Güncelleme Tarihi:
Rapordaki çarpıcı olan bulgulardan bir diğeri ise fiziksel aktivite gerektiren işlerde çalışanların Türkiye’nin fiziksel aktivite oranını yukarı taşıdığı gerçeği. Ancak bu durum da fiziksel aktiviteden tam olarak ne beklememiz gerektiğini istendik düzeyde elbette karşılamıyor. Peki fiziksel aktivite oranı çocuklarda hangi seviyede diye baktığımızda yine benzer bir durum karşımıza çıkıyor. Türkiye’de ilköğretim öğrencilerinin günlük aktivite düzeyleri önerilen rakamların oldukça altında kalıyor.

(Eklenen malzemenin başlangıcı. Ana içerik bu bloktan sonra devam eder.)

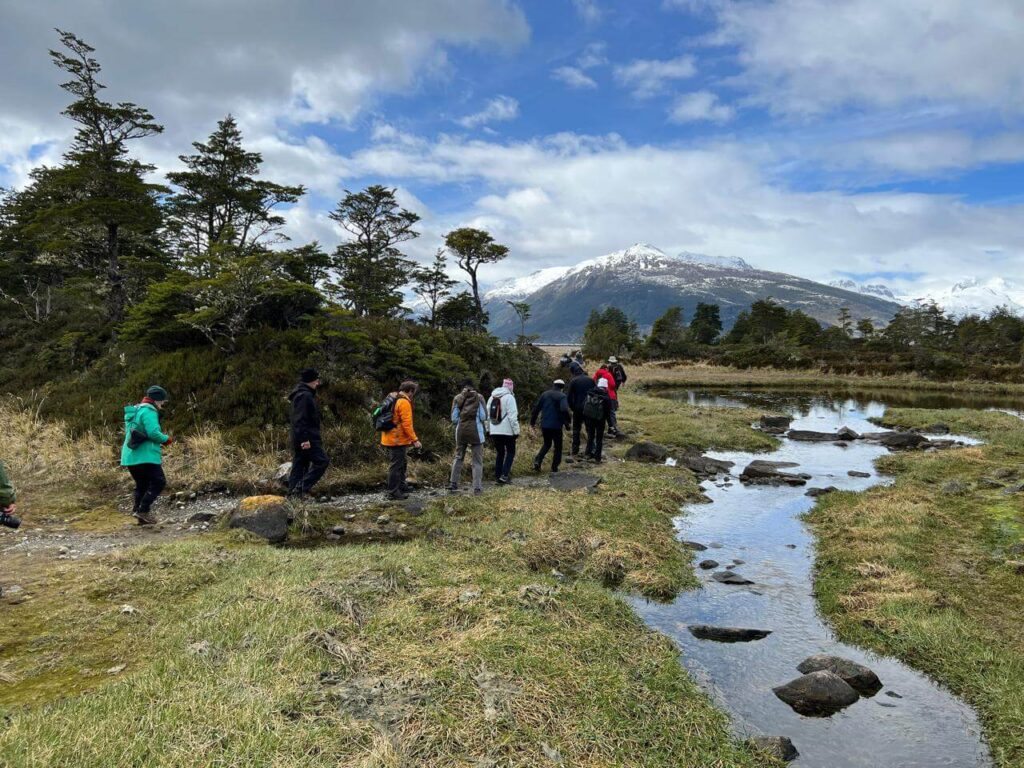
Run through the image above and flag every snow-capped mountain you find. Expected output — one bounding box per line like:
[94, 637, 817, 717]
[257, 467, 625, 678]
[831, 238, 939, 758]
[913, 278, 1024, 317]
[828, 278, 1024, 317]
[483, 243, 899, 343]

SPORUN BÜTÜNSEL GELİŞİME ETKİSİ
Hareket ihtiyacı hayatın içindedir ve bizim yapmamız gereken bunu doğru ve verimli bir şekilde karşılayabilmek. Bu noktada ise yardımımıza beden eğitimi ve spor yetişir… Çünkü biz Antik Yunan’dan bu yana beden eğitimi ve spor yolu ile bütünsel anlamda gelişim gösterebileceğimizi biliyoruz. Beden eğitimi ve spor literatüründe de bu gelişim pek çok boyut açısından ele alınıyor. Hatta bu durum modern olimpiyatların kurucusu Baron Pierre de Coubertin’in olimpik idealinde de ‘spor yoluyla bireyin bütünsel eğitimi’ olarak yer alıyor. Bunu kısaca zindelik yani beden, zihin ve ruh sağlığı olarak da açıklamak mümkün. Hadi gelin birlikte bu bütünsel eğitimin içerdiği başlıkları ele alalım. Beden eğitimi ve spor yoluyla bilişsel, duyuşsal ve motorik gelişimimizden bahsedelim.

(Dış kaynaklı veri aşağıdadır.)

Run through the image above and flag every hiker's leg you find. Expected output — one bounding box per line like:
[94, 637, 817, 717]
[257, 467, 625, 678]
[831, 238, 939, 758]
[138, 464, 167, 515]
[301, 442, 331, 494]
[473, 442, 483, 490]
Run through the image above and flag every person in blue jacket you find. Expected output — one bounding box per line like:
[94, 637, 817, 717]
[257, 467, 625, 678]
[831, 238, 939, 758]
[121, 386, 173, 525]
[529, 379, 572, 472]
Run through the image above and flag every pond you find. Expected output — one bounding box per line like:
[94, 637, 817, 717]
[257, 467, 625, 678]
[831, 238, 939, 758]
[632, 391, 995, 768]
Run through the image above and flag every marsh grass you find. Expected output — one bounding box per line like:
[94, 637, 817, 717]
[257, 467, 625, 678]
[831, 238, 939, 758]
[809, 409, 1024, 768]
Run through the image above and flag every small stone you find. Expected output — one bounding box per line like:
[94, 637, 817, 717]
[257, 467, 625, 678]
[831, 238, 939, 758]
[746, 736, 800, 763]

SPORUN AKADEMİK BAŞARIYA VE BİLİŞSEL GELİŞİME ETKİSİ
Ülkemizde velilerin yanıldıkları ve ne yazık ki ülke sporunu derinden etkileyen bir anlayış var. Bu anlayış özellikle çocuklarının sınav dönemlerine yaklaştığı yaşlarında çocuklarını spordan uzaklaştırmaya neden oluyor. Oysaki yapılan birçok araştırma, fiziksel aktivitenin öğrenme üzerinde olumlu etkileri olduğu sonucuna ulaşmıştır. Yani aslında beynimiz gelişimini sürdürmek için hareket etmemizi de ister. Bu isteği bizler çocuklarımızda fiziksel aktiviteler yoluyla karşılayabiliriz. Hareket varsa gelişim de var. Hem de her anlamda.

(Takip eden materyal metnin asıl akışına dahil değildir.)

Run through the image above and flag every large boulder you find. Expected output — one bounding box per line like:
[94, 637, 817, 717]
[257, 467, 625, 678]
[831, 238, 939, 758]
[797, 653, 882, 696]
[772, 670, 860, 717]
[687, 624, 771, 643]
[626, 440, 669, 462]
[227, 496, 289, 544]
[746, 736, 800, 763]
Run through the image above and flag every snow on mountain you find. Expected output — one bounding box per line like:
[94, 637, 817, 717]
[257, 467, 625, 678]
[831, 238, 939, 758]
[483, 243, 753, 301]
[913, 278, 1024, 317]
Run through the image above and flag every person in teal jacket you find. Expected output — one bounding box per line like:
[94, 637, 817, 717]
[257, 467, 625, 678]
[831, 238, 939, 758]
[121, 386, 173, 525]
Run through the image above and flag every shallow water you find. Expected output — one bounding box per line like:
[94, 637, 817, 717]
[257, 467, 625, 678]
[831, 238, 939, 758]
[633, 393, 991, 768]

Fiziksel aktivitenin akademik başarıya ve bilişsel gelişime etkilerini araştıran birçok çalışma bulunuyor. Örneğin 2003 yılında Sibley ve Etnier’in araştırması bizim için önemli sonuçlar veriyor. Çünkü bu araştırma çocuklarda fiziksel aktivitenin bilişsel gelişime etkisini inceleyen birçok çalışmayı ele alarak bu çalışmaların sonuçlarını incelemiş. Bu çalışmalarda çocuklar üzerinde farklı fiziksel aktiviteler uygulanıyor (koşu, yürüyüş, motor aktiviteler vb..) ve bu aktivitelerin onların bilişsel gelişimlerinde olumlu katkıları olduğu görülüyor. Dahası bu araştırmanın sonuçları incelendiğinde fiziksel aktivitenin öğrenme güçlüğü çeken çocuklar üzerinde de bilişsel gelişime olumlu etkide bulunduğu sonucuna ulaşılmıştır. Tüm bu bilimsel araştırmaların yanında bunu destekleyecek bir başka örneği de OECD (Ekonomik İşbirliği ve Kalkınma Raporu) raporundan inceleyelim. Bu raporun sonuçlarına göre haftada en az bir gün (orta seviyede) fiziksel aktivitede bulunan çocuklar fiziksel aktivitede bulunmayan çocuklara göre PISA’da daha iyi sonuçlar elde ediyor ve yine herhangi bir seviyede fiziksel aktivitede bulunan öğrenciler ödev ve sınavları hakkında fiziksel aktivitede bulunmayanlara göre daha az stresli olduklarını söylüyor.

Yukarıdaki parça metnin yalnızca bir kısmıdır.